Patients’ simulation on cell-derived ITD-specific Boolean models

We decided to use the FLT3ITD-JMD cell models for both FLT3ITD-JMD and FLT3ITD-JMD+TKD given the dominant effect that the FLT3ITD-JMD mutation displays over the FLT3ITD-TKD one (34316017).

We used patients’ data to perform Boolean simulations on cell-derived ITD-specific Boolean models. We used FLT3ITD-JMD cell lines Boolean models for FLT3 ITD-JMD and FLT3 ITD-JMD+TKD patients and FLT3 ITD-TKD models for FLT3 ITD-TKD patients. Each patient mutational profile was binarized, setting “Loss-of-function” or “Likely loss-of-function” equal to 0, and “Gain-of-function” or “Likely gain-of-function” equal to 1. Using CellNOptR, for each patient we computed the steady state of its correspondent cell-derived Boolean model in two conditions: i) the input is the mutational profile (tumor simulation); ii) the input is the mutational profile + FLT3 inhibition (treatment with FLT3i simulation). Hence, we inferred the ‘apoptosis’ and ‘proliferation’ phenotype scores, as stated above.
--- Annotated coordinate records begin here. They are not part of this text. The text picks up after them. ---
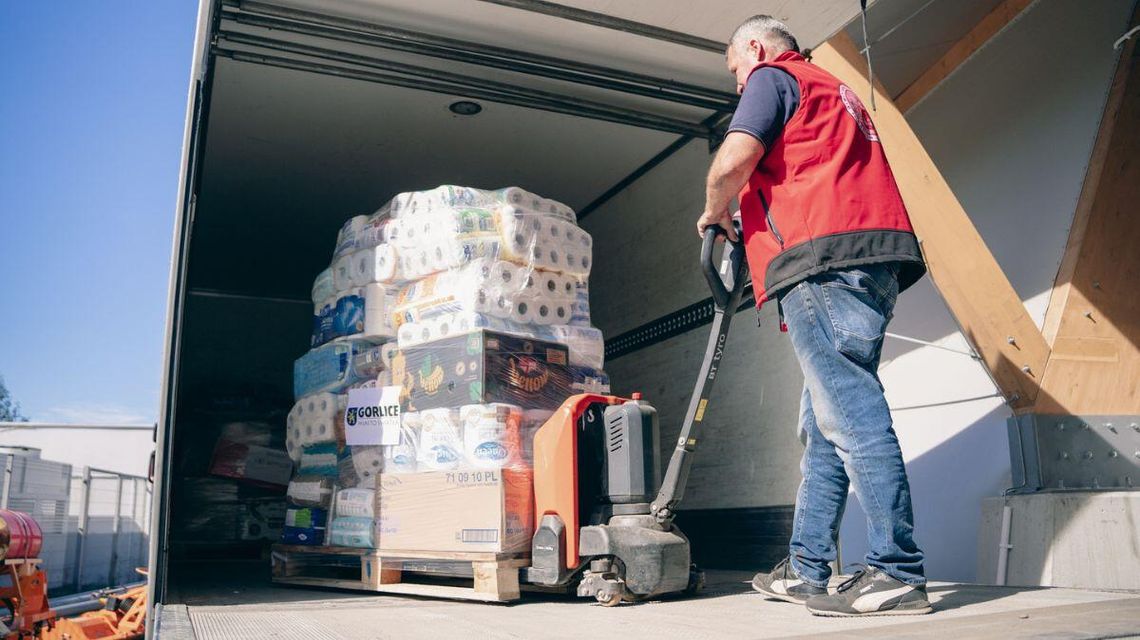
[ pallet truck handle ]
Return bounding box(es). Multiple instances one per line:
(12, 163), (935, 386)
(650, 221), (748, 527)
(701, 221), (744, 309)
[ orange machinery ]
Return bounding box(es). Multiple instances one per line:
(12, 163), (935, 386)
(0, 509), (146, 640)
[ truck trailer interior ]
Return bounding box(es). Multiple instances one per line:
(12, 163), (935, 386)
(152, 0), (1076, 620)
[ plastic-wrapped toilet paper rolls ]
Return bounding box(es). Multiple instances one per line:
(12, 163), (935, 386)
(286, 392), (336, 447)
(417, 408), (463, 471)
(333, 253), (352, 291)
(312, 268), (336, 306)
(350, 249), (380, 286)
(459, 403), (522, 469)
(333, 216), (368, 256)
(349, 446), (384, 487)
(384, 412), (423, 473)
(298, 441), (336, 476)
(363, 283), (396, 338)
(293, 339), (383, 398)
(356, 209), (391, 250)
(549, 324), (605, 368)
(285, 476), (333, 510)
(507, 299), (538, 324)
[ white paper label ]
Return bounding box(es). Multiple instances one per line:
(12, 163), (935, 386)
(344, 386), (401, 446)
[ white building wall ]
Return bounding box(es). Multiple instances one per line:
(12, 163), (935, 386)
(583, 0), (1132, 581)
(0, 427), (154, 477)
(841, 0), (1133, 581)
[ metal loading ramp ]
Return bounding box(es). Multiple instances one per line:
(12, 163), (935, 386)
(157, 572), (1140, 640)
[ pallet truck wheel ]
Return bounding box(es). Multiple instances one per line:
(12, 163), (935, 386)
(594, 591), (621, 607)
(684, 565), (705, 596)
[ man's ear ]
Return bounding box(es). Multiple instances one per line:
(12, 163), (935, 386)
(748, 40), (764, 62)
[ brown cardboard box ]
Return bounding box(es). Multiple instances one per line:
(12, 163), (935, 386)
(375, 469), (535, 553)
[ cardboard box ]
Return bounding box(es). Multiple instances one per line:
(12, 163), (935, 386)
(392, 330), (575, 411)
(210, 438), (293, 487)
(375, 469), (535, 553)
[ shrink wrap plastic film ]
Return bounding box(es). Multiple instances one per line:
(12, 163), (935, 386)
(286, 186), (609, 549)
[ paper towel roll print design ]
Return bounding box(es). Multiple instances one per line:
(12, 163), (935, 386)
(506, 346), (551, 394)
(417, 354), (443, 396)
(420, 408), (463, 471)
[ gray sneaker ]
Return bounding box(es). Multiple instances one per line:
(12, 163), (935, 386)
(807, 567), (933, 617)
(752, 558), (828, 605)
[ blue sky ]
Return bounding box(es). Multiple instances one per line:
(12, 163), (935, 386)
(0, 0), (197, 423)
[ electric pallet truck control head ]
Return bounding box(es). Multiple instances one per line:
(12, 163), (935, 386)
(527, 226), (747, 606)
We also performed an in silico combined treatment of patients simulating their mutations with the inhibition of FLT3 and a key signaling kinase (eleven different simulations).

Network visualization

To visualize the best model, we exported CellNOptR results using writeScaffold and writeNetwork functions and imported the network in Cytoscape v.3.9.0. For nodes and edges’ color, we used the style of Cytocopter app v.3.9. We added as edges’ attribute the frequency of each edge in the family of 100 models and we kept only the edges having a frequency > 0.4.

Statistical analyses and tools

The patient z-score was computed by subtracting the mean of patient-specific expression distribution and dividing by its standard deviation. PCA and clustering graphs were generated with stats v.4.1.2, ggfortify v.0.4.15, and ggdendrogram v.0.1.23 packages. Heatmaps were created using pheatmap v.1.0.12. Phenotypes bar plots are created with ggplot2 v.3.4.0.